In reverse, Russia was unable to effectively counter the Ukrainian harassment.  The numbers show the most pessimistic figure, by Russian account of Ukraine losses, and it only reaches 25% sustained attrition.  That figure is considering the report (still unconfirmed) of a fighter being shot down as accurate.  If you remove that from the equation, it comes down to 7% attrition, almost all of which are in the form of expended ammunition, not military personnel.

In other words, every day Russia occupied the island and didn’t make progress towards Odesa or Transnistria, it was effectively eating up equipment that was needed elsewhere.  This was to the tune of around $119 Mn EUD per day of equipment and manpower that it could be use elsewhere. Once it was clear that Odesa was not an immediate objective, abandoning the island as the best move forward.

The Cost of Recapture and Impact of Attrition

Once it became clear that Transnistria wasn’t a viable front, Russia abandoned the island in a show of good will.  From video footage taken during the re-capture, we know there were at least three elements involved:

  • One MAV used to take the aerial footage
  • At least one element of special forces, likely a border guards detachment with de-mining equipment (i.s. Sappers)
  • At least one fast boat, categorized under Inflatable Boats in MUD
Inflatable Boat and a team of 8 special forces pictured here, landing on the northern side of the pier.
Photo outlines the team the landed on the island. Note at least one soldier carrying a MANPAD in case of a Russian air strike. At least 8 people are shown in this photo, with at least one or two others remaining with the boat. As the team moved throughout the island, placing flags, footage also showed a few of the the destroyed vehicles, including what appears to be an FMTV and possibly an ECS vehicle.

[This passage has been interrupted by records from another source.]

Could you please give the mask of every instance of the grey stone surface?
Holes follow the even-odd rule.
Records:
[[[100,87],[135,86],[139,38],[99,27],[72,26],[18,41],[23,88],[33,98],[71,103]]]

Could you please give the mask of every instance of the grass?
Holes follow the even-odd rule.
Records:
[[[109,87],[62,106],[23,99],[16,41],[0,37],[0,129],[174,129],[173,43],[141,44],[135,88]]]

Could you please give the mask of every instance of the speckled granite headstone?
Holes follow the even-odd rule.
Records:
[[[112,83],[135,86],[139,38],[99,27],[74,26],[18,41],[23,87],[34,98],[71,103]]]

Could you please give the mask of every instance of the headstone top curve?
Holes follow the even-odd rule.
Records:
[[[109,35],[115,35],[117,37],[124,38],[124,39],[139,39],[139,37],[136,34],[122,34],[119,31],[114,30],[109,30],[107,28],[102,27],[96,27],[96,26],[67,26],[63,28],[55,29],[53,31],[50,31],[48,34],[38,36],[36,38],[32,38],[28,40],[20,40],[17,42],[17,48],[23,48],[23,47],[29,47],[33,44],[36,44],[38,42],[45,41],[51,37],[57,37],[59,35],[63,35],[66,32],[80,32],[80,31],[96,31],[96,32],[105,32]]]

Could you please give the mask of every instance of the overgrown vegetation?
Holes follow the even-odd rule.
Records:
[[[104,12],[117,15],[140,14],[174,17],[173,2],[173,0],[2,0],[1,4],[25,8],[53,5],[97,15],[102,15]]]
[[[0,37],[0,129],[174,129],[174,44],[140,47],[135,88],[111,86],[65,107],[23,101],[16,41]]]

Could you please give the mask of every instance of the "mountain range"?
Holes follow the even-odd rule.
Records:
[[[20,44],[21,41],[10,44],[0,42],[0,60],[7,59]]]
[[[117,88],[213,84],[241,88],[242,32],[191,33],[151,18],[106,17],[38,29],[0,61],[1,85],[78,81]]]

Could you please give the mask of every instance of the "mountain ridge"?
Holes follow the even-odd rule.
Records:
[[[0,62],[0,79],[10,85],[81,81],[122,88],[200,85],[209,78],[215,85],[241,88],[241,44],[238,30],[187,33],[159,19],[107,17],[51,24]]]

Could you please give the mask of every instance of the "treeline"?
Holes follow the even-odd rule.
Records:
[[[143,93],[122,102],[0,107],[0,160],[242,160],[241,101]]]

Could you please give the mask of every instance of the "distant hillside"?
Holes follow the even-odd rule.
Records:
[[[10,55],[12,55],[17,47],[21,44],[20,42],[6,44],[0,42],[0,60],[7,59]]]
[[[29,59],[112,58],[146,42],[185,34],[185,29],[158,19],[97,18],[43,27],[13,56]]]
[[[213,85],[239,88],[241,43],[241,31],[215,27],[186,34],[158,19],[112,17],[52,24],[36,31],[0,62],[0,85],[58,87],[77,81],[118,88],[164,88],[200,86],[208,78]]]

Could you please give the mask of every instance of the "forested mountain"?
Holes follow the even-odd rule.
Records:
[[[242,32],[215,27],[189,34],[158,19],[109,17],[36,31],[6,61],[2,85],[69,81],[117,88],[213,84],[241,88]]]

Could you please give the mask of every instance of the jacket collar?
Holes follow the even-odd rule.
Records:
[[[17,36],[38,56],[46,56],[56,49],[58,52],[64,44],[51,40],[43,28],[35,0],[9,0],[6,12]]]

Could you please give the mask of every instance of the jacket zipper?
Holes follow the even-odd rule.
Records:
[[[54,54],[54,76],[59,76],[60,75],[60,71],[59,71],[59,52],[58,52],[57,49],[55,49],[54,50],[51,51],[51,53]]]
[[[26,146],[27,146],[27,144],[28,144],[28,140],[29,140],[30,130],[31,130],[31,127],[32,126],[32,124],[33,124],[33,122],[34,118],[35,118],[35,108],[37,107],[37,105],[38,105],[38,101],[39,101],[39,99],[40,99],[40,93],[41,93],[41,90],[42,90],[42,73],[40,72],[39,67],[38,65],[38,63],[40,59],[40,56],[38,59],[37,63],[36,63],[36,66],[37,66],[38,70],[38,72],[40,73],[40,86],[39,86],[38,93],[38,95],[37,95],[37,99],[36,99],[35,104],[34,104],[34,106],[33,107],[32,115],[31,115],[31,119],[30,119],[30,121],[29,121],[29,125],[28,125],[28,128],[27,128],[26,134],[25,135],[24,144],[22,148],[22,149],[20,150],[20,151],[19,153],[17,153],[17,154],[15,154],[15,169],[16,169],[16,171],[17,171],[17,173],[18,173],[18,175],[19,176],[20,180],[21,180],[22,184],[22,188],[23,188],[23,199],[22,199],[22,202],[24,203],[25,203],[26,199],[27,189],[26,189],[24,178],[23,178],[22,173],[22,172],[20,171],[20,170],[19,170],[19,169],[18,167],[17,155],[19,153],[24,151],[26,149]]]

The real issue to holding Snake Island is the attrition impact on its occupier.  The remote location makes it an easy target for whichever side wants to hold the island.  In our model, this is called “sustained attrition,” or how much loss in manpower and equipment the occupier has to expect to take every day in order to hold the area.

Russia’s attrition was much higher in practice, with a sustained attrition around 20%.  This is due to proximity to land-based systems and the inability to establish an effective ground air defense system.  Inversely, Ukraine is at around 7% sustained attrition, mainly due to Russian’s higher level of difficulty in attacking the island without endangering its own weapons platforms (mainly ships). Unlike the millions it cost Russia to occupy the island, the sustained attrition is only $7,000 EUD for Ukraine, assuming the minimum commitment needed for the island’s defense.

What’s Next

For the time being, Ukraine can rest easy in knowing that Russia isn’t likely to conduct another assault on the island.  It would only do so as part of a large offensive with clear objectives and a force committed a larger campaign.  If this happens, then Snake Island is probably the least of their worries.  The alternative is if Russia attempts another brash assault out of spite, in which case Ukraine should be ready to simply continue their attritive attacks until Russian forces retreat once more.